Kamille Corry threshold.jpg
Kamille Corry

Nos sótãos onde julgamos tudo conhecer, protegidos por finas nuvens de pó que da luz coada pelas janelas esconsas riscam o caminho, a surpresa acontece. Do meu subi a escada de granito e por lá me perdi numa tarde. Abri baús, destapei o meu carrinho de bebé amorosamente tapado com fina cambraia, abriguei melhor o mobiliário da «casinha» das bonecas, num merendeiro forrado a chita florida desdobrei os fatos do bebé-chorão, alguns adquiridos na Materna, outros confeccionados por uma prima nos tempos livres da Justiça. Abri gavetas e portas da secretária do avô - lá estavam os álbuns filatélicos e numismáticos, mais as partituras das músicas que compunha. Na estante herdada das tias solteiras desfolhei figurinos de moda do início do século, colecções completas das selecções do Readers Digest e almanaques que os anos amarelaram. Pelo ar abafado dum dia quente, fechei a porta de acesso, despi a musselina, prendi ao alto o cabelo e, como vim ao mundo, destapei um sofá para me refastelar na leitura. Do vinil em fila retirei um LP do Duke Ellington.
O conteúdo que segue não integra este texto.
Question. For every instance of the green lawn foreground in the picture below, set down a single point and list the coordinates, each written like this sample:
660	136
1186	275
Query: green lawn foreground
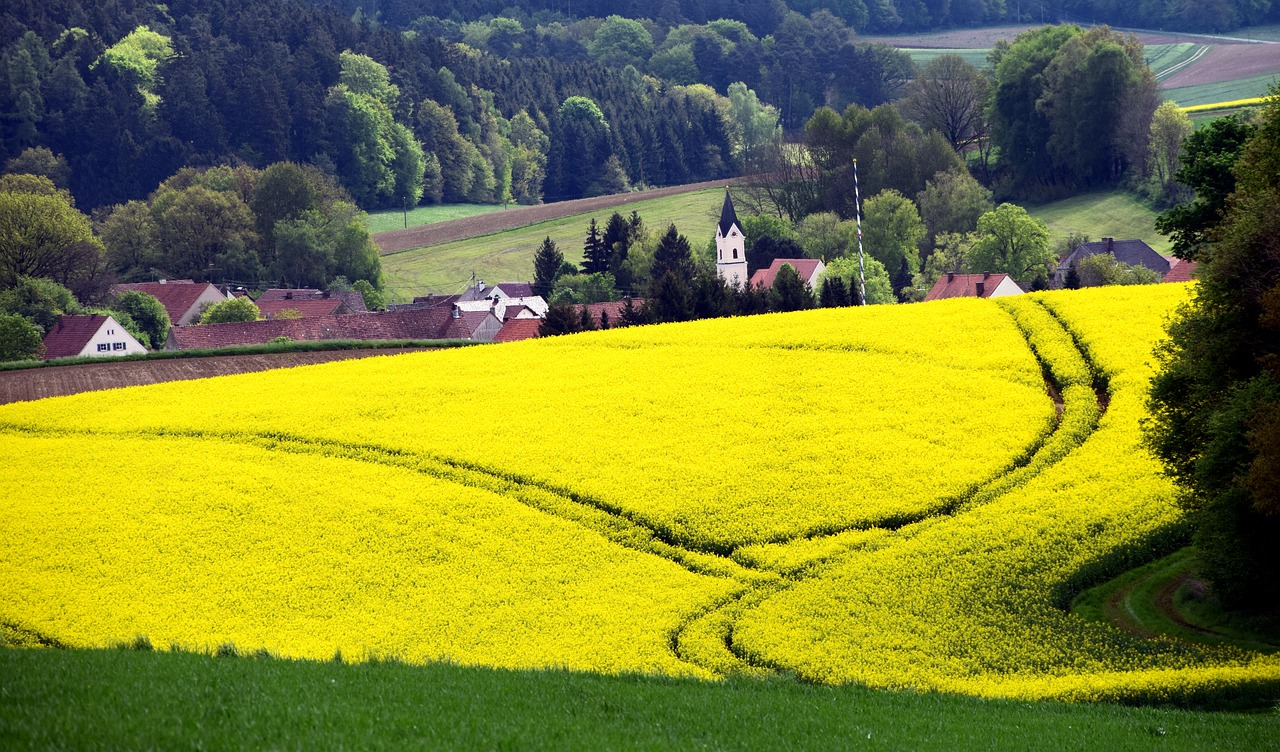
393	219
508	256
1102	214
133	700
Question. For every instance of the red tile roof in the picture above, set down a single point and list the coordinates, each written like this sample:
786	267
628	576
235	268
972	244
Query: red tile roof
176	296
432	324
71	334
613	308
307	308
517	329
1180	270
965	285
763	278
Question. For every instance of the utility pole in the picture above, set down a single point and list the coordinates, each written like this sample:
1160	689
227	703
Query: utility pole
858	215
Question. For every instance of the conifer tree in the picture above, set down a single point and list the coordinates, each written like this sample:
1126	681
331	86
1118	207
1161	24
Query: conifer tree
595	255
547	266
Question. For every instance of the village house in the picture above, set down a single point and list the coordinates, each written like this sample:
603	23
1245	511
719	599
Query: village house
973	285
183	299
1132	252
809	270
392	325
90	336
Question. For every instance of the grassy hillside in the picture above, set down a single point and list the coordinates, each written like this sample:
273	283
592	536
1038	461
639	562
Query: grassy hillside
510	256
1114	214
126	700
1226	91
382	221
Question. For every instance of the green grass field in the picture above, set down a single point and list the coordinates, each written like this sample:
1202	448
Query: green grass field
1226	91
922	56
1102	214
382	221
135	700
508	256
1133	597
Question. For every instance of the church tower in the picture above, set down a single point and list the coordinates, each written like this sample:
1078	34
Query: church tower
730	247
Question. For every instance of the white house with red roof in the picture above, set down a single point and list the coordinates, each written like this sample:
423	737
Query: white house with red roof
90	336
973	285
730	246
809	270
183	299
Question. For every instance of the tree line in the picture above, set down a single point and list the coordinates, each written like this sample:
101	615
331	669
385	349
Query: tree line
132	96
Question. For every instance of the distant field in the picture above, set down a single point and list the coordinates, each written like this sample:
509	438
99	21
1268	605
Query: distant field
383	221
924	55
1225	91
510	256
1102	214
1165	60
Era uma almanaque do ano em que nasci, repleto de conselhos domésticos, regras de etiqueta, mãos-cheias de lugares-comuns e primórdios saborosos dos actuais livros de auto-ajuda. Se não, vejamos:

- Quando alguém fizer uma pergunta a que não queira responder, sorria e pergunte: "Porque quer saber?"

- Diga "Saúde!" quando alguém espirrar

- Case com uma pessoa que goste de conversar. Quando a velhice chega, a capacidade de falar e ouvir é o mais importante

- Confie em Deus, mas deixe a casa aferrolhada”

Intemporais dicas de comportamento! Escorregaram décadas e as atitudes comumente sensatas, seja lá o que isso for!, são as mesmas – a substituição do irritante “santinho”, o rodeio polido da pergunta inconveniente, o essencial duma parceria amorosa, o amanhã que cada humano rege como motor e produto da engrenagem.


CAFÉ DA MANHÃ

Agradeço ao Luis Maia o destaque que deu ao “ Sem Pénis” no Blorganaizer e as ligações para este blogue estabelecidas por via da Coralina e da Eva, pelo Helder Robalo, Joshua, LFM, Mar de Gente, Manuel Ribeiro, Paulo e Zé, Rakel, Rebel e Ronim.

Publicado por Teresa C. às agosto 14, 2007 08:53 AM

Comentários

Descrito como é seu costume, este regresso à infância deixou-me o gosto amargo-doce do retorno a Ítaca: feliz pelo reecontro com os seres amados (Penélope, infância); nem tanto, pela saudade da eterna memória da aventura (as coisas importantes dos tenros anos).
A imagem de si, qual Eva entregue aos prazeres do Eden, trar-lhe-ia mais amargos de boca se a minha Amiga não fosse a Mulher livre que é...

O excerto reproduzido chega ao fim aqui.